The show is largely stolen by Daniel Kaluuya whenever he is around. I have seen Kaluuya’s face in other works – this was before his miinstream breakout as the lead in the hit Get Out (2017) – but this was the first time I had cause to majorly pay attention to him. His motormouth barrage of pop culture referents, adorable nerdiness and frustrated horniness adds up to an entirely winning performance. Overshadowed by the two of these is the sweetly intelligent performance from Sophie Wu who plays the sort of individualistic nerd girl that you could find yourself easily falling for. Johnny Harris will never win anybody’s prize for most handsome face but plays at his part with a chipper working class accent and hard-headed anger that drives much of the show along.

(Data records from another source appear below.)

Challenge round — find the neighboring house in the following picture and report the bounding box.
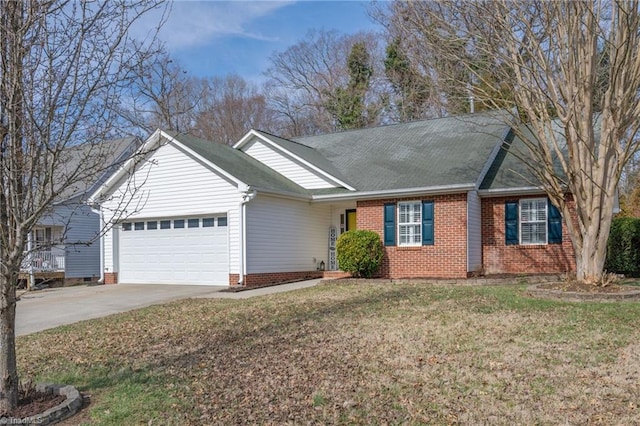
[21,138,140,283]
[91,113,575,286]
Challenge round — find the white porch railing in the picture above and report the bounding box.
[20,247,65,272]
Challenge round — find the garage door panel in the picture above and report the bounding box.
[118,218,229,285]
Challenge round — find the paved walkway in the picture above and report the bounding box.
[16,279,321,336]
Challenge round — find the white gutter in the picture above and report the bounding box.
[478,186,545,197]
[238,185,258,286]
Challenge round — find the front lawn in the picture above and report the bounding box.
[18,283,640,425]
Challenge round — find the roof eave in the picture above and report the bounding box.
[478,186,546,198]
[312,183,476,201]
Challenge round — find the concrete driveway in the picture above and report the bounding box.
[16,280,320,336]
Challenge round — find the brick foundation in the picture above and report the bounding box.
[482,196,576,274]
[357,193,467,279]
[229,271,323,287]
[104,272,118,284]
[64,277,99,286]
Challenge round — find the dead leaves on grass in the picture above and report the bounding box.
[13,284,640,425]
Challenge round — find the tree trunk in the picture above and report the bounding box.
[0,274,18,412]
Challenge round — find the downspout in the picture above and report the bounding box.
[91,207,104,284]
[238,186,257,286]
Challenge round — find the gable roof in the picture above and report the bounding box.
[479,120,572,193]
[294,112,507,192]
[56,137,139,204]
[165,132,310,196]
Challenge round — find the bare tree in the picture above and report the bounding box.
[266,31,386,136]
[384,0,640,283]
[122,51,203,134]
[193,75,274,145]
[0,0,168,411]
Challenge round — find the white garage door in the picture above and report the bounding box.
[118,216,229,285]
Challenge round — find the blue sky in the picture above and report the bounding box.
[139,0,380,81]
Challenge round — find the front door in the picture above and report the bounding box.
[345,209,356,231]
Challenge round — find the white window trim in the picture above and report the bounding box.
[396,200,422,247]
[518,198,549,246]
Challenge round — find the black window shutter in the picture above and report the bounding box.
[422,201,434,246]
[384,203,396,246]
[504,201,519,245]
[547,200,562,244]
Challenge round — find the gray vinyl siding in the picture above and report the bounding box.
[247,194,331,274]
[103,143,242,273]
[467,191,482,272]
[57,205,100,278]
[244,139,336,189]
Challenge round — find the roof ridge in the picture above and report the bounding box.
[290,110,502,141]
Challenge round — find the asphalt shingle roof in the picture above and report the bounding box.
[166,132,310,196]
[480,117,566,190]
[56,137,137,202]
[294,112,507,191]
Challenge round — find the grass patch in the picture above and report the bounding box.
[18,282,640,425]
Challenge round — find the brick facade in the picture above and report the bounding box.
[357,193,467,278]
[482,196,576,274]
[104,272,118,284]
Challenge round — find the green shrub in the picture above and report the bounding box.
[604,217,640,277]
[336,230,384,278]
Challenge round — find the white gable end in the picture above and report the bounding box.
[242,138,338,189]
[102,143,242,273]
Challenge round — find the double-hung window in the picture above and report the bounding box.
[383,200,434,247]
[520,198,547,244]
[398,201,422,246]
[505,198,562,245]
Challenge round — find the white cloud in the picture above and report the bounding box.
[136,0,294,51]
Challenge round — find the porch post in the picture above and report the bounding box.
[27,232,36,290]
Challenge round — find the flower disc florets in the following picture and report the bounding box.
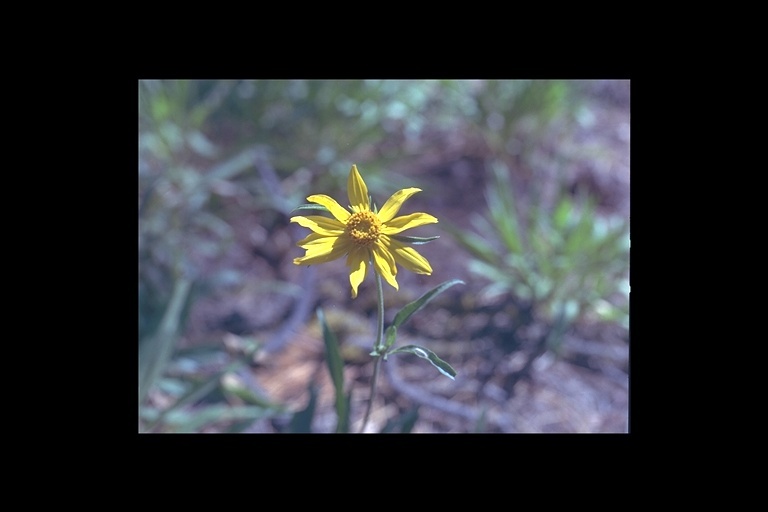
[346,211,381,247]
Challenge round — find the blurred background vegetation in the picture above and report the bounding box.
[138,80,630,432]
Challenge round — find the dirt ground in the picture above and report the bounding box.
[184,82,630,433]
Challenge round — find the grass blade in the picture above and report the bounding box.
[392,279,464,328]
[317,308,349,432]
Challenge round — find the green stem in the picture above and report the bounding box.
[360,274,384,433]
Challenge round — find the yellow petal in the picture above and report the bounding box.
[291,215,344,236]
[347,247,368,299]
[379,188,421,222]
[381,213,437,235]
[347,164,371,212]
[307,194,349,222]
[383,237,432,275]
[371,244,400,290]
[293,238,351,265]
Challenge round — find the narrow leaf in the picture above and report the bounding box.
[389,235,440,245]
[389,345,456,380]
[291,203,328,213]
[317,308,348,432]
[288,383,317,434]
[392,279,464,328]
[384,325,397,350]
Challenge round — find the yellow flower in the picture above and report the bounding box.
[291,165,437,299]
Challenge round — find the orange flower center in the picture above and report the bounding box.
[346,211,381,247]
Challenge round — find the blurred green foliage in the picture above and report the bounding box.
[453,161,629,347]
[138,80,628,431]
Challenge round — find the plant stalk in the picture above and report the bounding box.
[360,274,384,434]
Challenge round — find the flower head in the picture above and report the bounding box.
[291,165,437,299]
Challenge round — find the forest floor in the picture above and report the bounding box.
[178,80,630,433]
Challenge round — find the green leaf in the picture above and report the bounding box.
[392,279,464,328]
[291,203,328,213]
[389,235,440,245]
[317,308,349,432]
[388,345,456,380]
[384,325,397,350]
[139,278,192,405]
[288,383,317,434]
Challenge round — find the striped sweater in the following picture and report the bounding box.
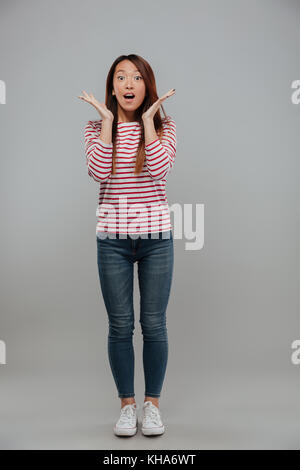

Iain De Caestecker and Sophie Wu in The Fades (2011)
Iain De Caestecker and love interest Sophie Wu

The only complaint I would have about the series is the resolution. [PLOT SPOILERS]. You get the impression that it was originally only written as a single story spread out over six one-hour episodes. However, when it came to the finale, the powers that be decided that it needed to end on a cliffhanger for a potential second season. Thus the story comes to the climactic revelation where the bad guys are defeated, the prophetic dreams are fulfilled and Iain De Caestecker achieves his destiny by reopening the Ascension Point so that the dead can pass on once again. This feels like a natural place for the series to end. What it doesn’t need is the last few minutes that feel tacked on where storm clouds gather overhead and then Johnny Harris, who appeared to be fatally wounded a few moments before, looks up and ominously shakes his head “I told you – don’t fuck with Ascension.” The final episode also does the unthinkable and kills off the love interest Sophie Wu who up until that point had been one of the most likeable characters in the series. Maybe it was the intention of the series to have her resurrected or to continue on as a Fade but you feel that that is a tragedy that we could have done without.

Co-director Tom Shankland has also made the films WΔZ (2007), a serial killer thriller, and the fine killer children film The Children (2008). Elsewhere, Shankland has delivered solid and above average work on British tv series/mini-series such as Dirk Gently (2012), Ripper Street (2012-6), The Missing (2014-6), The City & The City (2018) and Les Miserables (2018), as well as several ventures to the US to direct episodes of House of Cards (2013-8), The Leftovers (2014-7), Luke Cage (2016-8), Iron Fist (2017-8) and The Defenders (2017). Farren Blackburn has also done tv work both in the UK and USA, as well as directed the thriller Shut In (2016) and the historical film Hammer of the Gods (2013).

(Winner for Best Original Screenplay, Nominee for Best Supporting Actor (Daniel Kaluuya) and Best Supporting Actress (Sophie Wu) at this site’s Best of 2011 Awards).